Design: Prospective open study.
Setting: District hospital, Germany.
Subjects: 93 patients who underwent 120 thoracoscopic procedures.
Interventions: Wedge resection (n = 56), pleural biopsy (n = 21), early decortication (n = 16), partial pleurectomy (n = 9), pleurodesis (n = 5), pulmonary biopsy (n = 4), segmentectomy (n = 3), evacuation of haemothorax (n = 3), biopsy of mediastinal tumor (n = 2), and costal biopsy (n = 1).
Main Outcome Measures: Morbidity, mortality, and avoidance of open thoracotomy.

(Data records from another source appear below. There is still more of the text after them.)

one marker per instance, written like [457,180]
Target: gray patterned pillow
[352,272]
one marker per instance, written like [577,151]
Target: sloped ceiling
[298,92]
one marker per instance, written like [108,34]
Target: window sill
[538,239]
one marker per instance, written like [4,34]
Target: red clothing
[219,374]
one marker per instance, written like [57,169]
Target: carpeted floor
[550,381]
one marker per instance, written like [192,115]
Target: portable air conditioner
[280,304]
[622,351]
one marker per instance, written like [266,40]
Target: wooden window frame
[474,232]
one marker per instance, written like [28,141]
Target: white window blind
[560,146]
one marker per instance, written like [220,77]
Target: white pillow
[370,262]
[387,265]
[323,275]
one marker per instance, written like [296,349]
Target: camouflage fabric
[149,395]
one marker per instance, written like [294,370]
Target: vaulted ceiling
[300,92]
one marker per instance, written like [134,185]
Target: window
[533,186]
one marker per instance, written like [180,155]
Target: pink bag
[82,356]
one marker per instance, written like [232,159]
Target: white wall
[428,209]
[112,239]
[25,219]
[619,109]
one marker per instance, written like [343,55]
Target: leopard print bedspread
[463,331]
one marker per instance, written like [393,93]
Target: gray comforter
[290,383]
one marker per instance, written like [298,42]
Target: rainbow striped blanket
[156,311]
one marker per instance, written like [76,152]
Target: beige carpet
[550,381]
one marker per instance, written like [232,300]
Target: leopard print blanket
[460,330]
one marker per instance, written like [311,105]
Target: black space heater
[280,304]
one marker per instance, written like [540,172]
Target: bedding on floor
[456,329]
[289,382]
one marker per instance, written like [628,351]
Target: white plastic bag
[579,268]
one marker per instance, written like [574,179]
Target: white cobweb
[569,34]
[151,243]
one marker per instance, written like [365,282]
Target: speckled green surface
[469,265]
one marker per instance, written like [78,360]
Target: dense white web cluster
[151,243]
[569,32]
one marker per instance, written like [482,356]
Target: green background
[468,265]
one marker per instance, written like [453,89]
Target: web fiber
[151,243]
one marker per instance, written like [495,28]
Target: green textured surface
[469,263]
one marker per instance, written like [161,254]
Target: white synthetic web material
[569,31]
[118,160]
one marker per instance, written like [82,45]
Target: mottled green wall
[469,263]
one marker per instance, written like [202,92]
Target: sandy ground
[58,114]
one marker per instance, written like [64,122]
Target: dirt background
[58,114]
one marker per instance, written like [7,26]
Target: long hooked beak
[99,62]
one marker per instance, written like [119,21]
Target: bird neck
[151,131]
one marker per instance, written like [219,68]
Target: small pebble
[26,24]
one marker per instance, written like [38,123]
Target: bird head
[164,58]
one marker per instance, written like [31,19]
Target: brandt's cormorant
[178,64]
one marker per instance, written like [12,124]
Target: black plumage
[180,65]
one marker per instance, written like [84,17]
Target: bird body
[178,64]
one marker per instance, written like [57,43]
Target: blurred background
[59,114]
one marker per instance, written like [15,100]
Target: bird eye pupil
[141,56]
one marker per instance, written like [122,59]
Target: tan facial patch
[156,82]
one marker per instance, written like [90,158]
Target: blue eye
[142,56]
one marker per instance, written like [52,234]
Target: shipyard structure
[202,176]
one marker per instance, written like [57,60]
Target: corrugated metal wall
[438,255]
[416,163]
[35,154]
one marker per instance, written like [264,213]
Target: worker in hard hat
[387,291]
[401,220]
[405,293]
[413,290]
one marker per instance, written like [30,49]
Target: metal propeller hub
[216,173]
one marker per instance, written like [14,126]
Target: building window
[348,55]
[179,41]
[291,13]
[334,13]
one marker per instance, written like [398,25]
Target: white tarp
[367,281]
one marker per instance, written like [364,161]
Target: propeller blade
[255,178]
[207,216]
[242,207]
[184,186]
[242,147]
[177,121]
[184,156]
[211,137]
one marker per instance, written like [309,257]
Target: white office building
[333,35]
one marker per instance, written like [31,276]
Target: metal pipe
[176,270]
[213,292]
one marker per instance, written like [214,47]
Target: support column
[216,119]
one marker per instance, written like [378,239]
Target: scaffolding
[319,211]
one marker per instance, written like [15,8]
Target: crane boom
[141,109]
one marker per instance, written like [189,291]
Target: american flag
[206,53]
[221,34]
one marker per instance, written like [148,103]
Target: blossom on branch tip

Results: Indications for thoracoscopic intervention were: solitary pulmonary nodule (n = 37), recurrent pneumothorax (n = 17), pleural empyema (n = 14), diffuse pulmonary disease/multiple nodules (n = 10), recurrent pleural effusion (n = 11), haemothorax (n = 3), and mediastinal tumour (n = 1). In 29 of 37 patients in whom we attempted resection of a solitary pulmonary nodule we obtained enough tissue for diagnosis, and avoided thoracotomy in 18 patients. Complications included pulmonary embolus (n = 1), recurrent empyema (n = 1), haemorrhage (n = 2), infection of the drain site (n = 3), and two persistent air leaks. One was closed at a second thoracoscopy and the other required open thoracotomy after which he developed pulmonary failure and died. One patient with a haemothorax developed multiple system organ failure and died, and attempted resection of a mediastinal tumour was unsuccessful. Three thoracoscopic procedures had to be abandoned because of dense adhesions.
Conclusions: Thoracoscopic surgery is a safe, well tolerated, and cost effective alternative to open thoracotomy in selected patients.